Justifier le sort prévu des animaux à l’issue de la procédure.

L’ensemble des animaux sera mis à mort afin de prélever le tissu cérébral fixé

Application de la règle des "3R"

1. Remplacement

3R / Remplacement :

Notre projet vise à étudier l’évolution des interactions hippocampo-corticales au cours du vieillissement normal et leur impact sur la mémoire de travail spatiale. Ces processus reposent sur des interactions dynamiques complexes entre structures cérébrales qui ne peuvent être reproduites in vitro ou par des simulations informatiques. De plus, l’étude du vieillissement normal nécessite un suivi longitudinal qui ne peut être réalisé que chez l’animal.

2. Réduction

3R / Réduction :

Le nombre d’animaux dans chaque groupe représente le minimum nécessaire, déterminé grâce à une analyse statistique rigoureuse.

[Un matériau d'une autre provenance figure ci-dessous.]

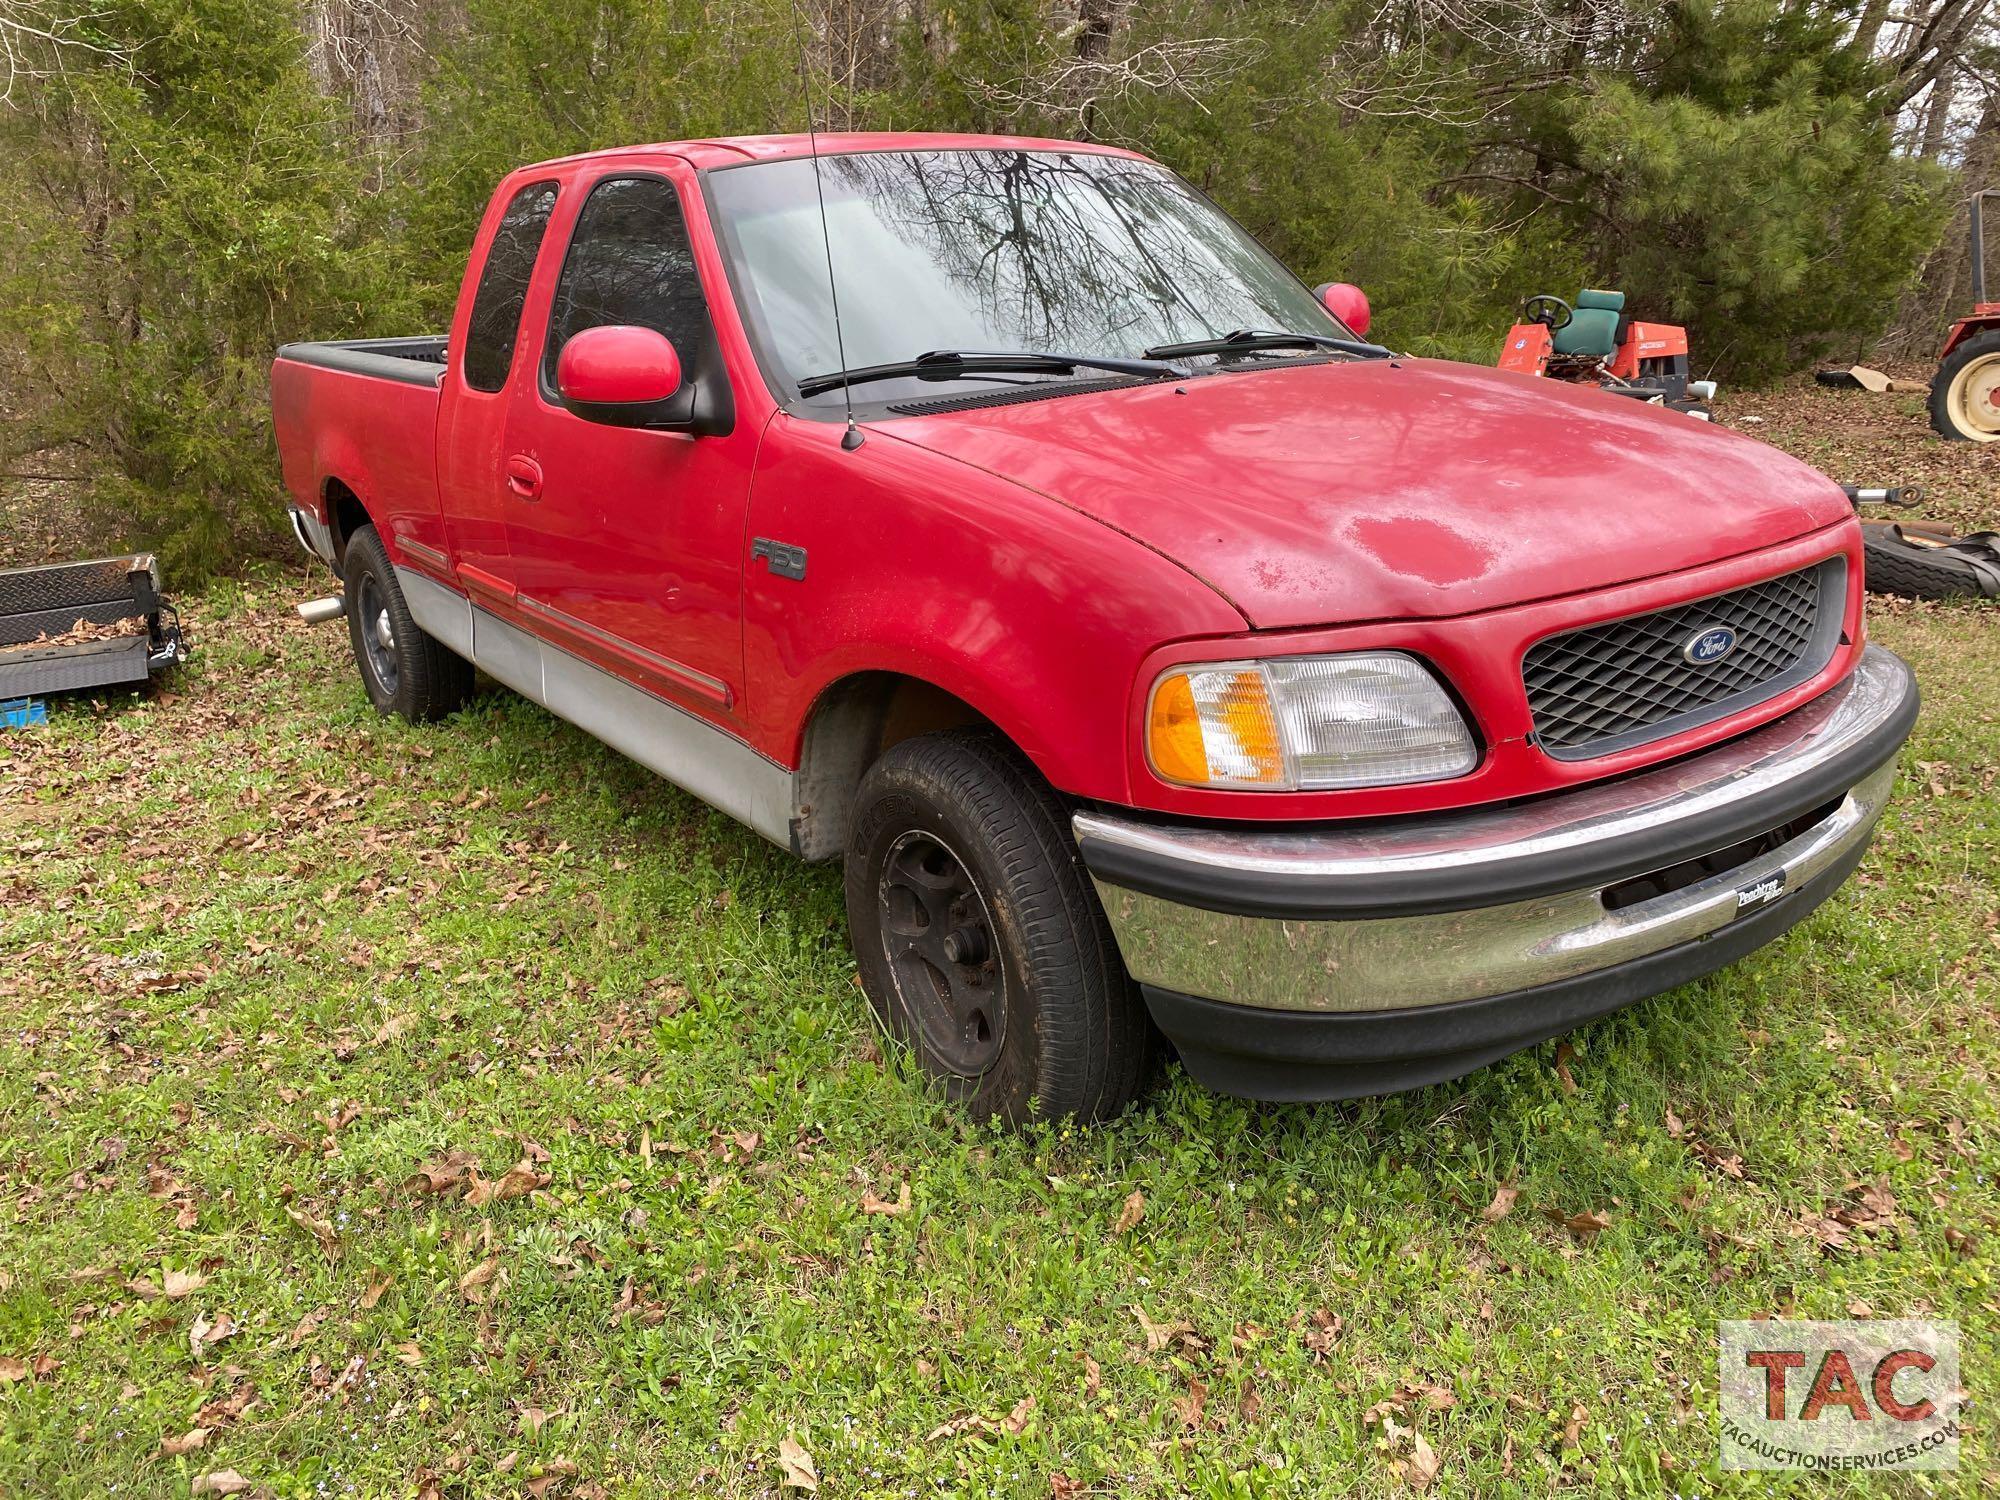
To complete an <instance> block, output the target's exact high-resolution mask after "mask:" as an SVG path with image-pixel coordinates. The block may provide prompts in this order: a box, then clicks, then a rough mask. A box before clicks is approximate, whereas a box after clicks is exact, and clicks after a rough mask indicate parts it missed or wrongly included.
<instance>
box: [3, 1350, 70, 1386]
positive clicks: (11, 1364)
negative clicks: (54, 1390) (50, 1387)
mask: <svg viewBox="0 0 2000 1500" xmlns="http://www.w3.org/2000/svg"><path fill="white" fill-rule="evenodd" d="M60 1368H62V1360H58V1358H56V1356H54V1354H36V1356H34V1358H32V1360H22V1358H16V1356H12V1354H0V1386H12V1384H16V1382H20V1380H54V1378H56V1370H60Z"/></svg>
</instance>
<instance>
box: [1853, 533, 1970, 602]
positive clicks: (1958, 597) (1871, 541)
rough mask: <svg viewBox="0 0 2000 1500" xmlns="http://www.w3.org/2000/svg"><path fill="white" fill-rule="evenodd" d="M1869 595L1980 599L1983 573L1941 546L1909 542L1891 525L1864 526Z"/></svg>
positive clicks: (1962, 559) (1862, 536)
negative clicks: (1971, 598)
mask: <svg viewBox="0 0 2000 1500" xmlns="http://www.w3.org/2000/svg"><path fill="white" fill-rule="evenodd" d="M1862 554H1864V560H1866V562H1864V570H1866V580H1868V592H1870V594H1900V596H1902V598H1980V596H1982V594H1984V592H1986V590H1984V588H1982V586H1980V570H1978V568H1974V566H1972V564H1970V562H1968V560H1966V558H1960V556H1954V554H1950V552H1946V550H1942V548H1938V546H1924V544H1920V542H1906V540H1902V538H1900V536H1896V530H1894V524H1892V522H1862Z"/></svg>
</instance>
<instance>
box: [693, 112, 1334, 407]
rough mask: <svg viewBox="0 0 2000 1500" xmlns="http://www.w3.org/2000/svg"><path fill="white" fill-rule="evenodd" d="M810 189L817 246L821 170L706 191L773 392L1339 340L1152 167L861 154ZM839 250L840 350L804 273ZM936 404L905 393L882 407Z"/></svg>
mask: <svg viewBox="0 0 2000 1500" xmlns="http://www.w3.org/2000/svg"><path fill="white" fill-rule="evenodd" d="M818 172H820V182H822V184H824V194H826V220H824V230H822V218H820V202H818V184H816V182H814V162H812V160H800V158H794V160H788V162H764V164H756V166H746V168H732V170H726V172H716V174H714V176H712V178H710V192H712V196H714V204H716V210H718V216H720V218H722V222H724V232H726V234H728V236H730V238H732V242H734V246H736V254H738V274H740V280H742V302H744V312H746V314H748V316H750V322H752V324H754V332H756V336H758V346H760V352H762V354H764V358H766V364H768V366H770V376H772V384H774V386H778V388H786V390H796V388H798V382H800V380H802V378H810V376H822V374H828V372H830V370H836V368H850V370H854V368H866V366H876V364H896V362H906V360H912V358H916V356H918V354H926V352H932V350H968V352H1030V350H1042V352H1060V354H1090V356H1114V358H1138V356H1142V354H1144V350H1146V348H1150V346H1154V344H1164V342H1184V340H1200V338H1214V336H1220V334H1226V332H1234V330H1238V328H1280V330H1312V332H1320V334H1338V332H1340V328H1338V326H1336V324H1334V322H1332V320H1330V318H1328V316H1326V312H1324V310H1322V308H1320V304H1318V300H1316V298H1314V296H1312V294H1310V292H1308V290H1306V288H1304V286H1300V284H1298V282H1296V280H1294V278H1292V276H1290V274H1288V272H1286V270H1284V268H1282V266H1280V264H1278V262H1276V260H1272V258H1270V256H1268V254H1266V252H1264V250H1262V248H1260V246H1258V244H1256V242H1254V240H1250V238H1248V236H1246V234H1244V232H1242V230H1238V228H1236V226H1234V224H1232V222H1230V220H1228V218H1224V216H1222V214H1220V212H1218V210H1216V208H1214V206H1212V204H1208V202H1206V200H1204V198H1202V196H1200V194H1196V192H1194V190H1190V188H1188V186H1184V184H1180V182H1178V180H1176V178H1172V176H1170V174H1168V172H1164V170H1160V168H1156V166H1152V164H1150V162H1136V160H1126V158H1120V156H1096V154H1082V152H1076V154H1064V152H1018V150H956V152H952V150H932V152H856V154H842V156H826V158H820V162H818ZM822 234H824V236H826V238H822ZM828 242H830V246H832V258H834V270H836V278H838V292H840V320H842V328H840V334H842V338H840V340H836V338H834V330H832V306H830V296H828V288H826V278H824V274H812V272H810V268H812V266H814V262H818V266H824V258H826V250H828ZM842 346H844V348H842ZM968 378H972V376H970V374H968ZM992 378H994V376H978V380H992ZM1006 378H1008V380H1044V378H1070V376H1034V374H1016V376H1006ZM934 390H936V386H934V384H926V382H918V380H910V382H908V384H906V386H904V388H902V390H896V388H892V386H876V388H874V392H872V396H874V398H878V400H896V398H898V396H906V394H932V392H934ZM818 400H820V402H822V404H832V402H838V400H840V398H838V394H828V396H820V398H818Z"/></svg>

Cette analyse prend en compte plusieurs facteurs importants incluant la variation naturelle du comportement chez la souris ou la mortalité naturelle due au vieillissement. Le nombre d’animaux choisi nous permet donc d’obtenir des résultats scientifiquement valables malgré ces contraintes.

3. Raffinement

3R / Raffinement :

La chirurgie sera opérée sous anesthésie gazeuse supplémentée par une couverture analgésique locale par injection sous-cutanée au niveau de la zone d’incision chirurgicale. Une pommade d’anesthésique local limitera les douleurs aux oreilles dues aux barres d’oreilles, l’ajout de pommade à base de vitamine A limitera le dessèchement oculaire. Pendant la chirurgie une injection sous cutanée d’un anti-inflammatoire non stéroïdien assurera l’analgésie et il sera ajouté au biberon pendant 1 à 3 jours pour assurer l’analgésie post-opératoire. Enfin, la température corporelle sera maintenue grâce à un tapis chauffant thermostaté. La lutte contre l’hypothermie se poursuit jusqu’au réveil complet de l’animal en plaçant sa cage sous une lampe chauffante. L’état de santé des animaux sera surveillé tout au long de l’expérience par du personnel formé, plus particulièrement avec une observation détaillée la semaine suivant la chirurgie. En amont des expériences, les animaux seront familiarisés à la manipulation par l’expérimentateur afin de diminuer le stress. Ils seront également habitués à l’utilisation d’une boite (plutôt qu’un tunnel qui abimerait le dispositif électrophysiologique) pour le transport de l’animal depuis sa cage d’hébergement au dispositif expérimental et viceversa.

Expliquer le choix des espèces et les stades de développement y afférents.

Nous utilisons la souris comme modèle car son cerveau présente des similarités importantes avec celui de l’humain, particulièrement pour les régions impliquées dans la mémoire. Nous avons choisi une lignée de souris (CD1) qui, comme les humains, présente une diversité génétique naturelle. Ceci est particulièrement important pour étudier le vieillissement, qui varie d’un individu à l’autre. L’étude suivra les souris de l’âge adulte (4-5 mois) jusqu’à un âge avancé (18 mois). Cette période nous permet d’observer l’évolution complète des capacités cognitives : depuis l’état optimal chez le jeune adulte, en passant par l’apparition des premiers changements (12 mois), jusqu’au vieillissement plus marqué (18 mois).